De l’avis d’inaptitude à la condamnation de l’employeur
Ce cas illustre parfaitement les pièges du licenciement pour inaptitude. L’employeur a voulu aller vite, il a perdu. Le salarié, bien conseillé, a obtenu justice. La leçon : ne jamais faire confiance à une procédure expéditive. Documentez, contestez, faites valoir vos droits.
Questions fréquentes
Puis‑je contester l’avis du médecin du travail ?
Oui, dans les 15 jours suivant la notification. Saisissez le conseil de prud’hommes en référé. Le juge peut ordonner une contre-expertise.

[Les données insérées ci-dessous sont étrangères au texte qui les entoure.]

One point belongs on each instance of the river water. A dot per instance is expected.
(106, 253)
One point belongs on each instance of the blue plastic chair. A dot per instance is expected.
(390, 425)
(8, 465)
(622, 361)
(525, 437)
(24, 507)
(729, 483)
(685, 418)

Ne laissez pas passer le délai.
Ai‑je droit au chômage après un licenciement pour inaptitude ?
Oui, quel que soit le type d’inaptitude. Vous devez remplir les conditions habituelles (avoir travaillé suffisamment, être inscrit à Pôle emploi). L’indemnité de licenciement que vous avez reçue n’affecte pas vos droits, sauf si elle dépasse un certain montant.
Mon employeur peut‑il me licencier sans chercher à me reclasser ?
Non. C’est illégal. L’obligation de reclassement est une étape obligatoire, même si l’employeur pense qu’il n’y a rien. S’il ne fait rien, le licenciement est sans cause réelle et sérieuse. Vous pouvez demander des dommages et intérêts.
Conclusion – Anticiper pour ne pas tomber dans le piège
Le licenciement pour inaptitude est un terrain miné, pour les deux camps. Pour le salarié, connaître ses droits, respecter les délais et contester les abus permet d’éviter une situation précaire. Pour l’employeur, suivre scrupuleusement la procédure, documenter chaque étape et consulter le CSE sont les seuls boucliers contre les prud’hommes. Environ 160 000 salariés sont concernés chaque année en France. Ne faites pas partie des 63 % de licenciements contestés qui aboutissent à une condamnation. Anticipez, vérifiez, agissez.